Response Variable: We will choose the “median_house_value” column, which represents the median house value in a given area. This is a continuous variable and a crucial factor in the context of housing.
Explanatory Variable: Let’s select “ocean_proximity” as the categorical variable. It describes the proximity of the housing district to the ocean, which might influence house prices.
library(readr)
library(dplyr)
##
## Attaching package: 'dplyr'
## The following objects are masked from 'package:stats':
##
## filter, lag
## The following objects are masked from 'package:base':
##
## intersect, setdiff, setequal, union
library(ggplot2)
housing_data<-read.csv("/Users/sharmistaroy/Downloads/housing.csv")
#response variable is median house value
#categorical column is ocean proximity
unique(housing_data$ocean_proximity)
## [1] "NEAR BAY" "<1H OCEAN" "INLAND" "NEAR OCEAN" "ISLAND"
# Perform ANOVA test
anova_result <- aov(median_house_value ~ ocean_proximity, data = housing_data)
# Summary of the ANOVA test
summary(anova_result)
## Df Sum Sq Mean Sq F value Pr(>F)
## ocean_proximity 4 6.544e+13 1.636e+13 1612 <2e-16 ***
## Residuals 20635 2.094e+14 1.015e+10
## ---
## Signif. codes: 0 '***' 0.001 '**' 0.01 '*' 0.05 '.' 0.1 ' ' 1
The extremely small p-value (<2e-16) indicates that the “ocean_proximity” category significantly affects median house values.
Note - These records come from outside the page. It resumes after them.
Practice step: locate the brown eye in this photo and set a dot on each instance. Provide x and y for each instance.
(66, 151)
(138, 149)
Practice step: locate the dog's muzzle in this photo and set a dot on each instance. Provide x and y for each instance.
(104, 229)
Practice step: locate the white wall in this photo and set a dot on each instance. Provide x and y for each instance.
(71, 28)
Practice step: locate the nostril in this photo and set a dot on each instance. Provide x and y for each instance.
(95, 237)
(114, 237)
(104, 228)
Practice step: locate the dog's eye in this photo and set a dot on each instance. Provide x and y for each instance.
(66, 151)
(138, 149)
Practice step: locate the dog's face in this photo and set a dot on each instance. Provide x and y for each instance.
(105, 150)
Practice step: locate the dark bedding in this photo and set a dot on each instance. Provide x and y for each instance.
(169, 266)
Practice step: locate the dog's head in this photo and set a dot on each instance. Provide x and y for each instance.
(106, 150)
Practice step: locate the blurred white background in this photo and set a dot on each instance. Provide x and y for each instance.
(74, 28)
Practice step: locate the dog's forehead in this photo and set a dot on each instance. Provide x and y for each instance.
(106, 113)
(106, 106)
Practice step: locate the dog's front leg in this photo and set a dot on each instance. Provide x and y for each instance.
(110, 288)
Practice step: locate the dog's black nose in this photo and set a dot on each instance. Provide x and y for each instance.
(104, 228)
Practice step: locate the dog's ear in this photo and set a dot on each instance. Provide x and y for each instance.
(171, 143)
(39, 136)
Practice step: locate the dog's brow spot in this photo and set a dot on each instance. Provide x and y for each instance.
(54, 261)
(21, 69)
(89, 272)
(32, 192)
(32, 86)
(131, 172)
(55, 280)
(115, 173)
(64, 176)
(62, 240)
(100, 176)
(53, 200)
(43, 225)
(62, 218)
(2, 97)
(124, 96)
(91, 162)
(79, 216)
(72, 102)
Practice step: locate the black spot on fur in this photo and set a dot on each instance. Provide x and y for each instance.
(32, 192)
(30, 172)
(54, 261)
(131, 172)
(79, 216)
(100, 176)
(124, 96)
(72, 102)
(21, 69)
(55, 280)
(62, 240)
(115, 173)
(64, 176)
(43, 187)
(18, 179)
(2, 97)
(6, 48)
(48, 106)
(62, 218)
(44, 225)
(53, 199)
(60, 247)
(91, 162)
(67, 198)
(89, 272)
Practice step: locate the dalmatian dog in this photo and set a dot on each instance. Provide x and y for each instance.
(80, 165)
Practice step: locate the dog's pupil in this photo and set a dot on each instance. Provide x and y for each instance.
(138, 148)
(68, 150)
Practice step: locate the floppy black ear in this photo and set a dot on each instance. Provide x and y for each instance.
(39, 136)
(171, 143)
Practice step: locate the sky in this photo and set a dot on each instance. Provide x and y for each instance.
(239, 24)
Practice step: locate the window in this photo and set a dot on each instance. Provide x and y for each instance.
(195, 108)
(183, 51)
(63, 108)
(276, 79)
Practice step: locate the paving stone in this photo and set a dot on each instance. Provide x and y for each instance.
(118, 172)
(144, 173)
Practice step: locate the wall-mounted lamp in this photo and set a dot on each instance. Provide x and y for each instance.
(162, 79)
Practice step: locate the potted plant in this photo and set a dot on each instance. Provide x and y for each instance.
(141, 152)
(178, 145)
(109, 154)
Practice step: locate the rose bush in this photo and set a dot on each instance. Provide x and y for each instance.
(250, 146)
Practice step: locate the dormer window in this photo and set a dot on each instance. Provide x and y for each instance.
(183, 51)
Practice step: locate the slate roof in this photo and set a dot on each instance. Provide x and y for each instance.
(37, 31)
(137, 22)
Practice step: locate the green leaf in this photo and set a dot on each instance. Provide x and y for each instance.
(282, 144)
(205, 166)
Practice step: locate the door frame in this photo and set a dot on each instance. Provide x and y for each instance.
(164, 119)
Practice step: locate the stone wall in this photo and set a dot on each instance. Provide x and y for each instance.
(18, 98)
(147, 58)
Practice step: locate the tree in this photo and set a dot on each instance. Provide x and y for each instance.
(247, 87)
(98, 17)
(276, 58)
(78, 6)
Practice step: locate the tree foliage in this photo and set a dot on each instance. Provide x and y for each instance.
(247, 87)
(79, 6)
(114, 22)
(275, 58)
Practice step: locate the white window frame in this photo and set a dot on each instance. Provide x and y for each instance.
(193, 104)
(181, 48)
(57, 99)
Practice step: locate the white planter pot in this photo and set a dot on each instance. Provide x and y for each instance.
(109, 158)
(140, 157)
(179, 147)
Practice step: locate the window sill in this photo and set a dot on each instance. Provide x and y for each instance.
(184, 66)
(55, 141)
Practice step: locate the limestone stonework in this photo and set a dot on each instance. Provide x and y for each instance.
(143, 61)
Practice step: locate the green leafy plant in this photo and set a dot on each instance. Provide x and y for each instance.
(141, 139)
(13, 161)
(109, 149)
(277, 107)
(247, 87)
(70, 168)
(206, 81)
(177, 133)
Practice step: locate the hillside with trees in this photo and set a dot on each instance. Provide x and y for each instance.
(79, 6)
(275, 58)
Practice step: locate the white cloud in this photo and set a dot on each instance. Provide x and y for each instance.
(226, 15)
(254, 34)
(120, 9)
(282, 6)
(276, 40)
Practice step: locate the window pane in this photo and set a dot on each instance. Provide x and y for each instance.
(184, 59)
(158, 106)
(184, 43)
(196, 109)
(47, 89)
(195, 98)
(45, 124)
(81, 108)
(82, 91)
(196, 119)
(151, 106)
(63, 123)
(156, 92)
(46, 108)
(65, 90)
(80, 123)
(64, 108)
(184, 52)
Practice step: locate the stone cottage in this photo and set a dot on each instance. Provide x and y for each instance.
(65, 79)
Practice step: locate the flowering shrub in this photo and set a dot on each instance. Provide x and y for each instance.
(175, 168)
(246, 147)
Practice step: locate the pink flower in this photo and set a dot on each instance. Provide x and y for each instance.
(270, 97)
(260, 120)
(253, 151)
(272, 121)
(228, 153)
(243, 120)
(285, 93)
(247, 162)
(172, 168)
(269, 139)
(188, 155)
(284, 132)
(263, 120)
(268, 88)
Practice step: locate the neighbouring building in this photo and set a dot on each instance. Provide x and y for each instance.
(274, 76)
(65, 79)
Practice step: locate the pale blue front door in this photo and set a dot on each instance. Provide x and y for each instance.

Thus, it can be inferred that there is sufficient data to support the hypothesis that the dataset’s median home values are considerably influenced by the location of the ocean.
# Build a linear regression model
linear_model <- lm(median_house_value ~ median_income, data = housing_data)
# Summary of the linear regression model
summary(linear_model)
##
## Call:
## lm(formula = median_house_value ~ median_income, data = housing_data)
##
## Residuals:
## Min 1Q Median 3Q Max
## -540697 -55950 -16979 36978 434023
##
## Coefficients:
## Estimate Std. Error t value Pr(>|t|)
## (Intercept) 45085.6 1322.9 34.08 <2e-16 ***
## median_income 41793.8 306.8 136.22 <2e-16 ***
## ---
## Signif. codes: 0 '***' 0.001 '**' 0.01 '*' 0.05 '.' 0.1 ' ' 1
##
## Residual standard error: 83740 on 20638 degrees of freedom
## Multiple R-squared: 0.4734, Adjusted R-squared: 0.4734
## F-statistic: 1.856e+04 on 1 and 20638 DF, p-value: < 2.2e-16
In summary, the linear regression model demonstrates that median income is a statistically significant and robust predictor of median housing prices. The residuals, however, show that there is still a significant amount of unexplained variation in home values. To take into consideration additional elements that affect property prices, more research could be required.
# Build a linear regression model with additional variables
multi_var_model <- lm(median_house_value ~ median_income + population + total_bedrooms, data = housing_data)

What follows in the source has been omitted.